I get nervous in the doctor's office and my blood pressure is higher but my doctor takes that into consideration. I take my blood pressure at home and it is normal. I wish I could relax in the doctor's office but I anticipate it being high.
 
I don't have it, at least in the medical sense. What I do think of is when there were malls with department stores. Walking through the make- up counters to get to my destination. I think they were Lancombe sales clerks, looking like some sort of B movie horror film lab assistants-- hair pulled back, eyes bulging, wearing white lab coats, that would pop out and spritz perfume in my general direction. Still gives me an unsettled feeling when I think about it.
 
I take the attitude of they work for me... had a dentist appt they said my BP was a bit high....
I said " OK always has been........ statins make me sick.... and I was under stress at work had 4 cups of coffee that day......... lucky he did not see my pulse in my neck....I do not need a lecture".... he did not say another word.

when you are frank with any medical person the stigma or fear erases completely. they know it is higher in office for many .........so they should not lecture like it is set in stone.
 
Yes, I have this issue, but deep breathing right before and during a BP check can actually lower it. My systolic BP has been as high as 160. Neither the physician's assistant nor my dental hygienist ever sound any alarm bells after they take it so I think it must work.
 
I don't have it, at least in the medical sense. What I do think of is when there were malls with department stores. Walking through the make- up counters to get to my destination. I think they were Lancombe sales clerks, looking like some sort of B movie horror film lab assistants-- hair pulled back, eyes bulging, wearing white lab coats, that would pop out and spritz perfume in my general direction.
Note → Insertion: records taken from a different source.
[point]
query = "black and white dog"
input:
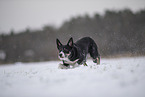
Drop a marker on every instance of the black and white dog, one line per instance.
(73, 53)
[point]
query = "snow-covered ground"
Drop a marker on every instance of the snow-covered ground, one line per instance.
(119, 77)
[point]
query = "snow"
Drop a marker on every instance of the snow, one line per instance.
(118, 77)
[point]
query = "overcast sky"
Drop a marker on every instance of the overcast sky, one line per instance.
(21, 14)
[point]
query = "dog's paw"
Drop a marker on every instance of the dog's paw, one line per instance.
(61, 66)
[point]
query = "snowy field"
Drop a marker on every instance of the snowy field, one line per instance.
(119, 77)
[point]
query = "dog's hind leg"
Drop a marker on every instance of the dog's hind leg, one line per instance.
(94, 53)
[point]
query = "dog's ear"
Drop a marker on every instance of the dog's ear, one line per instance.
(70, 42)
(58, 43)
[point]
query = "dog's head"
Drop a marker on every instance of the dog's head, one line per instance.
(64, 50)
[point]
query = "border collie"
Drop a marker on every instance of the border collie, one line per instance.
(73, 53)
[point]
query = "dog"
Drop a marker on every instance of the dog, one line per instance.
(73, 53)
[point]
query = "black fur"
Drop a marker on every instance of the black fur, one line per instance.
(78, 51)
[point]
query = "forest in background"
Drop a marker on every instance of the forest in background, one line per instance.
(115, 32)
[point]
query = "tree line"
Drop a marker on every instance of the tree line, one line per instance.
(115, 32)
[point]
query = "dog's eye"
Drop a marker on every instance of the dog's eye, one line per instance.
(66, 50)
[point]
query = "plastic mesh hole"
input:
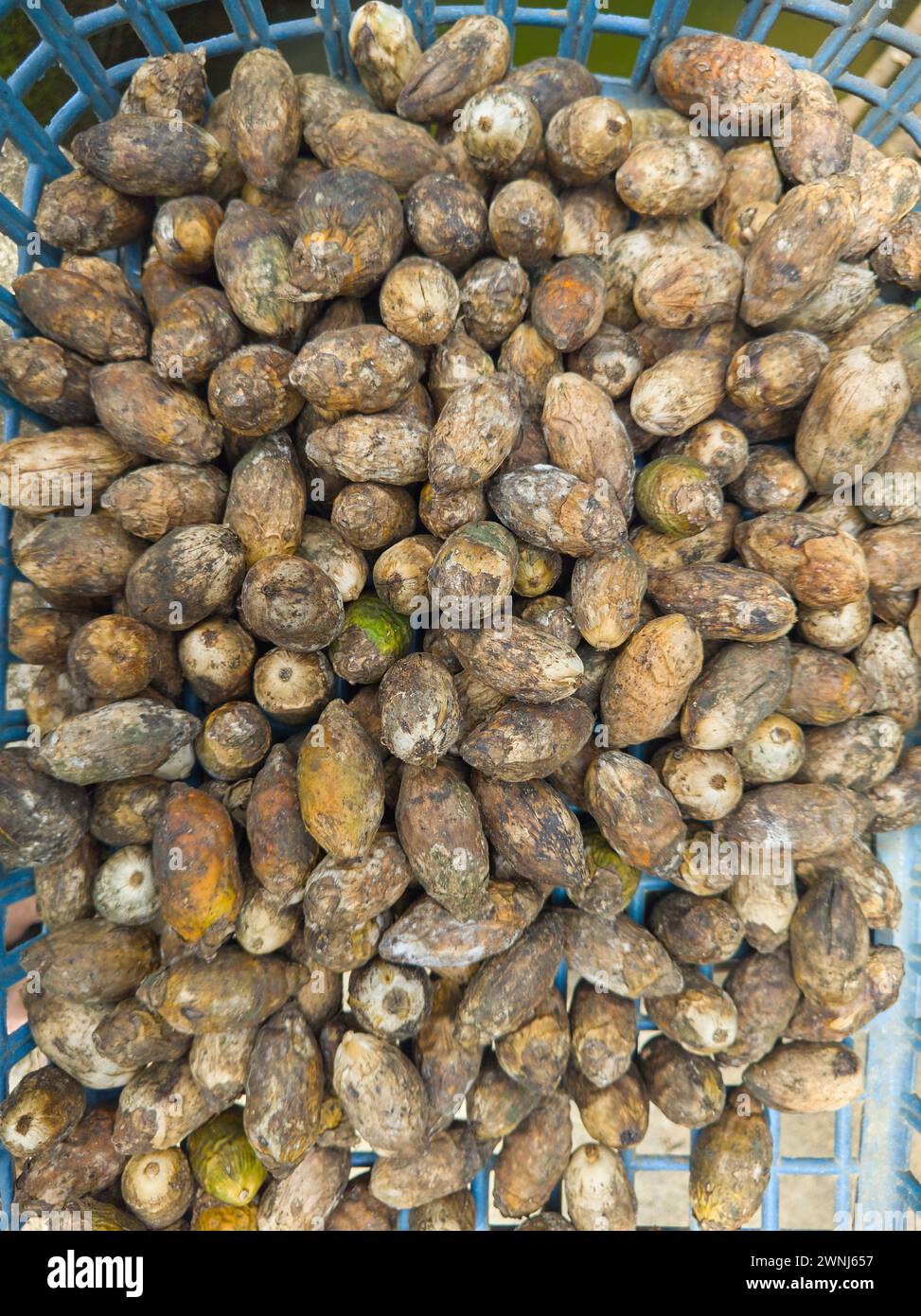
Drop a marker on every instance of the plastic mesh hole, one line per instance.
(20, 921)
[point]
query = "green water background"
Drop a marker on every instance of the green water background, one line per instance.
(608, 54)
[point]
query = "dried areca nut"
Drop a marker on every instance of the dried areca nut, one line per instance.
(523, 741)
(284, 1086)
(323, 545)
(371, 516)
(897, 258)
(233, 741)
(125, 738)
(455, 362)
(638, 817)
(533, 1158)
(611, 360)
(493, 299)
(796, 250)
(308, 1195)
(687, 1089)
(216, 658)
(731, 1165)
(112, 657)
(345, 894)
(397, 151)
(148, 155)
(586, 437)
(779, 370)
(671, 176)
(46, 378)
(157, 499)
(859, 753)
(63, 1028)
(700, 1016)
(444, 1166)
(43, 1109)
(252, 253)
(552, 83)
(770, 752)
(803, 820)
(292, 687)
(446, 219)
(688, 287)
(427, 934)
(825, 688)
(152, 416)
(186, 577)
(125, 812)
(725, 601)
(370, 640)
(554, 509)
(291, 603)
(472, 54)
(400, 573)
(267, 498)
(741, 685)
(265, 116)
(350, 223)
(753, 179)
(196, 870)
(476, 429)
(420, 716)
(604, 1033)
(679, 391)
(124, 890)
(390, 1001)
(888, 188)
(567, 303)
(232, 989)
(617, 955)
(806, 1076)
(829, 945)
(250, 394)
(648, 679)
(442, 836)
(420, 302)
(161, 286)
(887, 662)
(92, 319)
(92, 960)
(185, 232)
(383, 49)
(697, 930)
(536, 1053)
(509, 988)
(363, 368)
(78, 559)
(157, 1187)
(381, 1094)
(587, 140)
(500, 131)
(739, 74)
(452, 1214)
(80, 213)
(388, 446)
(340, 783)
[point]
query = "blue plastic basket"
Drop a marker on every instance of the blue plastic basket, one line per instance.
(877, 1178)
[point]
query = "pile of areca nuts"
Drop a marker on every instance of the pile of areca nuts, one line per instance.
(375, 415)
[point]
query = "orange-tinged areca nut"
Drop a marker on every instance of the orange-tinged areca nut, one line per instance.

Still gives me an unsettled feeling when I think about it.
Ahhh, the "perfume snipers"! :ROFLMAO:
 
I have this for some unknown reason, my doctor knows about it and he had me bring my BP monitor in and it exactly matched his results. So now when I go in I take a reading before I leave for the appointment. He takes my BP which is always high and then he records the reading I got at home.
 
I have the syndrome and I think I am exceptional in the high degree which I am effected by it.
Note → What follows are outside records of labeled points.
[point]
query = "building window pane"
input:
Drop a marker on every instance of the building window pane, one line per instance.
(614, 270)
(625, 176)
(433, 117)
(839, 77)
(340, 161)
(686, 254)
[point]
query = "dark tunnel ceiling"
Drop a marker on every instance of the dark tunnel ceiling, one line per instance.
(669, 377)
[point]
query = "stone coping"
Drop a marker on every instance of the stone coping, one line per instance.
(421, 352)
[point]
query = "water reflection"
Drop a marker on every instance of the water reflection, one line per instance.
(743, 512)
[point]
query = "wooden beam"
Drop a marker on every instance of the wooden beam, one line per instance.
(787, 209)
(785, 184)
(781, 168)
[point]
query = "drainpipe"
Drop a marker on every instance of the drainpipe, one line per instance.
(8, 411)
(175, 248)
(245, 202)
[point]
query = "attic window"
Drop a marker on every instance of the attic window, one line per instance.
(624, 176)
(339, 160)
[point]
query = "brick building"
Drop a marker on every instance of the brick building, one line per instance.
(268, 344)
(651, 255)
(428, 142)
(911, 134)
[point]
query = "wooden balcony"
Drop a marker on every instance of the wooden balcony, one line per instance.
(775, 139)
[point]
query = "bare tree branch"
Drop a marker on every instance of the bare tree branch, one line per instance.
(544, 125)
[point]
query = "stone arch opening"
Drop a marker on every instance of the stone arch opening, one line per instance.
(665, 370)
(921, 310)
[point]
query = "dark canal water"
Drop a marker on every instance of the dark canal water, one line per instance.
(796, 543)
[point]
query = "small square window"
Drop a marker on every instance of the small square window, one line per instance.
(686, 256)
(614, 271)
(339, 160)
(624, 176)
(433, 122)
It has helped me a good deal to keep a log of it at home and bring it in to my appointments.

The other day I was at the dentist and they check it there too. She used a wrist version and believe it or not, I couldn't hear it pump and it didn't even feel squeezy. I was impressed. Maybe you can ask them to use one of those.
 
White Coat Syndrome is where your blood pressure is higher in a clinical setting, or in layman’s, you’re afraid of going to the doctor.

I know I sure am afraid of the doctor’s for the most part. The blood pressure test is definitely the one that makes me uncomfortable, especially when they pump the arm wrap thing and hold it. The pulsating feeling running up my arm in the moment makes me so anxious and restless.
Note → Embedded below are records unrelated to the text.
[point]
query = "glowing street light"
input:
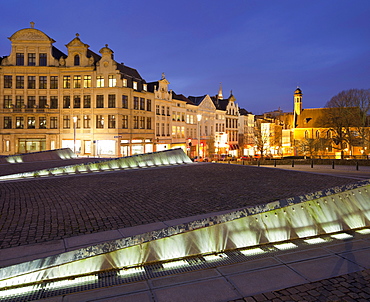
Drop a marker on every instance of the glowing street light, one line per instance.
(199, 118)
(74, 133)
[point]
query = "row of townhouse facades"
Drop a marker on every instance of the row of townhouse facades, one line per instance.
(99, 107)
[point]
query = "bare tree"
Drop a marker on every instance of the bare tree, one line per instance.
(347, 118)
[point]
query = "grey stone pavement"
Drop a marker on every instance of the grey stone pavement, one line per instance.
(85, 209)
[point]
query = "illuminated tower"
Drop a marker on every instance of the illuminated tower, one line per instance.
(297, 104)
(219, 95)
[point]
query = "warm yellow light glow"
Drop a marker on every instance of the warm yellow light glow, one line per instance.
(364, 231)
(131, 271)
(252, 252)
(314, 241)
(73, 282)
(215, 257)
(285, 246)
(173, 264)
(341, 236)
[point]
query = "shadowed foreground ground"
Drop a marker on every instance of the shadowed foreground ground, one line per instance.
(46, 209)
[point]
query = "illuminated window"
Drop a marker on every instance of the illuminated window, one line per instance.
(31, 101)
(8, 81)
(31, 59)
(77, 82)
(100, 101)
(87, 121)
(66, 122)
(100, 81)
(66, 82)
(53, 102)
(142, 104)
(42, 122)
(125, 121)
(111, 121)
(7, 122)
(19, 122)
(87, 81)
(76, 101)
(19, 82)
(87, 101)
(19, 101)
(43, 82)
(66, 101)
(43, 59)
(136, 102)
(142, 122)
(19, 59)
(42, 101)
(148, 105)
(112, 81)
(31, 122)
(157, 129)
(124, 101)
(136, 122)
(53, 122)
(77, 60)
(99, 121)
(53, 82)
(7, 101)
(31, 83)
(111, 101)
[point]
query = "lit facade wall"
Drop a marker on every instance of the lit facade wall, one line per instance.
(81, 100)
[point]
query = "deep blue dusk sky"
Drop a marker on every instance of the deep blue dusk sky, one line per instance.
(261, 50)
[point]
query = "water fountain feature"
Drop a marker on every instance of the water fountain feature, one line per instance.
(324, 212)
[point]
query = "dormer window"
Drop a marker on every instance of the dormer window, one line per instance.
(77, 60)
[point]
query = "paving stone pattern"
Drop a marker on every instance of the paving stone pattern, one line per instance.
(352, 287)
(40, 210)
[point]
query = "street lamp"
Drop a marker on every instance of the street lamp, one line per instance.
(199, 118)
(74, 133)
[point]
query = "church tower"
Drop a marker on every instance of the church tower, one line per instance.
(297, 105)
(219, 95)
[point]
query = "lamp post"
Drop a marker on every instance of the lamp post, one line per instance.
(74, 133)
(199, 118)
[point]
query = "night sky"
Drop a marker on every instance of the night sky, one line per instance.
(261, 50)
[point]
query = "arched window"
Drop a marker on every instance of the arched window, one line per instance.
(77, 60)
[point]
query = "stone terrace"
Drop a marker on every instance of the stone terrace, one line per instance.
(40, 210)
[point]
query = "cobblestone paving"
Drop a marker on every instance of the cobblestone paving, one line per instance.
(39, 210)
(352, 287)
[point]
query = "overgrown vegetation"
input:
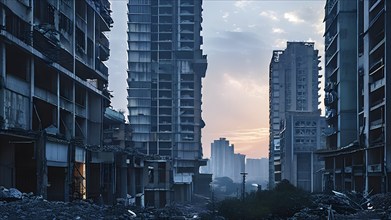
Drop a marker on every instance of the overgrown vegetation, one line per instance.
(281, 202)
I’ve actually had my blood pressure taken in a more comfortable setting, and it came back normal. Taken from the comfort of my own recliner in the living room.

Do you suffer from White Coat Syndrome? Any tips to control it?
The pump squeezing too tight is enough to drive mine up.
 
I had a PA tell me that once, she had taken my pulse at the same time as she was asking questions and typing on her laptop, she says "78" for my pulse rate and I laughed and said absolutly not, it's typically around 50. She told me lots of people get white coat nerves when they go to the doctors, thats why it is high.
I pride myself on having a pulse rate in the mid to upper 40s~low 50s range. When it reads higher I am "whaat?"